Urban sprawl, the outward growth of a city as new roads, housing estates, housing estates and business districts are built, occurs rapidly and represents near-permanent changes in the environment.
“A major environmental consequence of growing cities is the loss of biodiversity,” said Harris, who is working on a doctorate in animal and poultry science at USask’s College of Agriculture and Bioresources.
Biodiversity and biodiversity hotspots are extremely important for many reasons, including general human health and well-being, as well as environmental health and sustainability, she said.
“However, biodiversity loss is now occurring at a faster rate than at any time since the last historic extinction event which occurred millions of years ago, and we are currently in a global crisis. of biodiversity, because every year more and more species are going extinct,” Harris said.
Her research goal is to determine what species live in Saskatoon and how they use the city in a context of near-constant urban development and change.
Harris placed motion-activated cameras at various locations in Saskatoon, which captured 21,000 photos of approximately 10,000 wildlife sightings from September to December 2021.
The study is the first of its kind in Saskatoon to provide a large-scale, year-round platform for monitoring urban wildlife. The data collected will be used to create an urban wildlife database for Saskatoon that can be used as a basis for examining trends and patterns in wildlife occurrence over time.
The first batch of photos identified 18 species, including black bears, porcupines, long-tailed weasels, moose and beavers. Harris said the most common species appearing within Saskatoon city limits are white-tailed hares, red foxes, mule deer and coyotes.
“My preliminary analyzes show how vital urban habitat connectivity and wildlife corridors – areas of land that allow an animal to move from one disconnected patch to another – are vital for wildlife biodiversity, sites the least connected showing very low levels of biodiversity,” says Harris.

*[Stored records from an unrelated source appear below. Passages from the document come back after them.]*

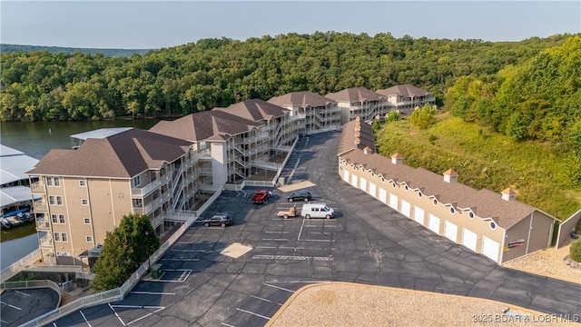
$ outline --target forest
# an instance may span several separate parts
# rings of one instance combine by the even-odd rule
[[[462,92],[458,80],[497,84],[507,67],[527,64],[574,36],[493,43],[317,32],[203,39],[129,57],[2,52],[0,120],[180,116],[294,91],[325,94],[400,84],[431,91],[441,106],[448,88]],[[510,98],[515,90],[503,92]]]

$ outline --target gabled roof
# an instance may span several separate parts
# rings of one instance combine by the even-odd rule
[[[358,126],[359,129],[359,136],[356,136],[356,128]],[[356,139],[358,138],[359,144],[356,144]],[[373,137],[371,125],[359,120],[353,120],[343,125],[343,133],[341,133],[341,137],[339,141],[337,155],[343,155],[355,149],[362,150],[365,147],[369,147],[374,153],[376,152],[375,138]]]
[[[88,138],[76,150],[49,151],[28,174],[131,178],[187,153],[191,142],[136,128]]]
[[[503,200],[499,193],[487,189],[478,191],[459,183],[447,183],[440,174],[423,168],[391,164],[389,158],[378,154],[365,154],[358,149],[341,158],[348,164],[361,165],[365,170],[381,174],[386,180],[405,183],[411,189],[420,190],[425,196],[435,196],[441,203],[453,204],[458,209],[470,209],[484,219],[492,218],[502,228],[512,227],[537,210],[517,200]]]
[[[281,107],[289,107],[300,105],[302,107],[311,106],[320,107],[329,104],[335,104],[337,101],[322,96],[310,91],[291,92],[284,95],[273,97],[268,101],[271,104],[280,105]]]
[[[246,100],[231,104],[227,108],[214,108],[212,111],[225,112],[252,122],[281,117],[288,113],[287,109],[261,99]]]
[[[364,102],[364,101],[378,101],[385,99],[385,96],[369,91],[365,87],[351,87],[336,93],[330,93],[325,97],[335,100],[337,102]]]
[[[376,93],[384,96],[403,95],[406,97],[426,96],[431,94],[426,90],[410,84],[395,85],[383,90],[377,90]]]
[[[193,142],[224,141],[260,124],[227,111],[212,110],[190,114],[174,121],[161,121],[150,131]]]

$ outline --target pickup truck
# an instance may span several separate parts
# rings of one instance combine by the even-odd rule
[[[252,196],[252,203],[266,203],[269,202],[269,198],[271,197],[271,193],[265,190],[258,190],[254,193],[254,196]]]

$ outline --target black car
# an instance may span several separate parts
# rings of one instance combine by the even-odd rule
[[[293,202],[293,201],[310,202],[311,199],[312,199],[312,196],[310,195],[310,193],[307,191],[299,191],[299,192],[291,193],[290,194],[289,194],[289,196],[287,196],[287,200],[289,200],[289,202]]]
[[[217,213],[212,218],[204,219],[202,221],[204,226],[230,226],[232,224],[232,216],[230,213]]]

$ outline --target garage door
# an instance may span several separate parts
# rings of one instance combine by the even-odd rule
[[[389,206],[398,210],[398,195],[389,194]]]
[[[476,233],[467,230],[466,228],[462,228],[462,245],[476,252],[477,239],[478,237]]]
[[[488,258],[498,262],[498,243],[491,239],[482,236],[482,254]]]
[[[374,198],[378,197],[375,190],[375,184],[373,183],[369,183],[369,194],[371,194],[371,196],[373,196]]]
[[[379,188],[379,201],[384,203],[388,203],[388,192],[382,188]]]
[[[409,202],[401,200],[401,213],[408,218],[411,218],[411,205],[409,205]]]
[[[430,214],[429,219],[428,221],[428,227],[432,232],[439,235],[439,218],[436,217],[433,214]]]
[[[444,235],[455,243],[458,243],[458,226],[448,221],[446,221],[444,223]]]
[[[424,209],[415,205],[414,206],[414,220],[421,225],[424,225]]]

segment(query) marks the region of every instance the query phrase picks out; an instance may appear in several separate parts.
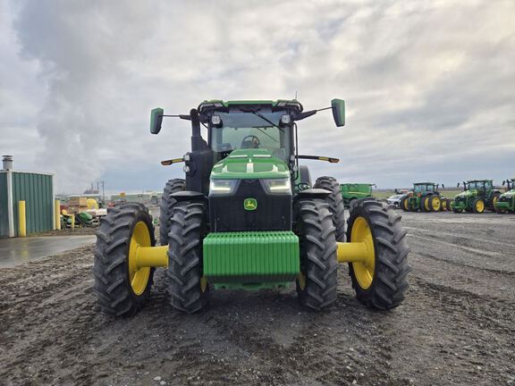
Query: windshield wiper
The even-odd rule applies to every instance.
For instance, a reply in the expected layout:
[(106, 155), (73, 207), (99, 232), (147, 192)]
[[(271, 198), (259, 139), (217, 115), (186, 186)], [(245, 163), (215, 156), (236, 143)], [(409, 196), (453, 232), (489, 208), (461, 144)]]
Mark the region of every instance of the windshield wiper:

“Furthermore, most wildlife species have evolved to behave primarily nocturnally as a coexistence adaptation for living in densely populated urban areas.”
Harris said another interesting adaptation she’s observed in urban settings is “human shielding,” a phenomenon that refers to prey remaining in areas of human activity due to a reduced risk of encountering a species. predatory.
His project will continue to collect data until the end of 2023, but Harris hopes the monitoring platform will continue to observe Saskatoon’s urban wildlife for decades to come. His project is overseen by USask Associate Professor Dr. Ryan Brook (PhD).
“I come from a small northern community, The Pas, Manitoba, where I was raised to value and protect our natural resources and what they offer us,” Harris said.
“Most people, myself included before starting this project, are really unaware of how many species we share the city with. So it’s been incredibly eye-opening and humbling at times, to not only be able to experience this other world, but also share it with others.
The study was supported by the Natural Sciences and Engineering Research Council of Canada and numerous partner organizations including USask, City of Saskatoon, Meewasin Valley Authority, Wild About Saskatoon, Saskatoon Forestry Farm Park and Zoo , the Wanuskewin Heritage Park and the Nature Society of Saskatoon.